Artist Michael Furuya
The Hawaii Mamo bird is a tiny black honeycreeper with golden yellow feather accents on its shoulder, tail coat and legs. Because of its deeper hue of yellow, Mamo’s yellow feathers were much more valued and used to plait the magnificent feathered ornaments which were reserved only for the ali‘i (chief) and high-ranking warriors in Hawai‘i.
Endemic to the Island of Hawai‘i, the bird is now extinct due to the change of their habitat. Some reports indicate that the last time the Mamo was observed, was in Kaumana (Hilo) in 1895.
Though we can’t see them flitting about the velvety Hawaiian forest canopy anymore, we can still admire their beauty in the treasured cloaks and other feathered works from old Hawai‘i. Their beaming yellow color is so vibrant that they not only uplift the heart of viewers but also teach us how Hawaiian people lived in harmony with the surrounding ecosystem.
One of the most lavish cloak ever made, is the full-length ʻahu ‘ula (feathered cloak) of King Kamehameha I. 450,000 individual Mamo bird feathers wrapped the silhouette of the statuesque king, forming the golden ripples of waves. They used naturally fallen yellow feathers of the Mamo birds, applying a sticky latex paste on their favorite Lobelia trees. Lured by the sweet nectar of the tree, Mamo birds would visit the tree and their loose feathers would get caught on it. It was against the Hawaiian Pono (motto) to disturb the delicate balance of nature by over-catching the precious birds.
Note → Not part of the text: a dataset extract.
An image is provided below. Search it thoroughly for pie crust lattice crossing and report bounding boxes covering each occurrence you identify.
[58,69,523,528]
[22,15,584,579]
After providing a few feathers, the birds were released and returned to the forests to continue their paths to pollinate flagrant native flowers with other endemic birds.
The rich symbol of royalty, was also a symbol of abundance and a sustainable lifestyle for the Hawaiian people. It was a celebration of their life deeply enmeshed into the thriving environment.
Back in March, people in Hawai‘i welcomed the return of such symbolic Hawaiian relics from New Zealand. For the first time in 237 years, the long-gone treasures of the islands, ‘ahu ‘ula and mahiole (feathered helmet) were flown back to Hawaii. They were the gifts from the chief of Hawai‘i Island, Kalani‘opu‘u, to Captain James Cook when his ship entered into Kealakekua Bay in 1779.
Despite the bitter footprints of the history that followed after, the return of the glorious feathered ornaments gave us a chance to remember the impeccable craftsmanship of our ancestors, their respectful relationship with nature and the lost species of the Islands. Through the color of vibrant yellow still intact, the legacy of the Mamo still travels freely in our hearts beyond time and oceans.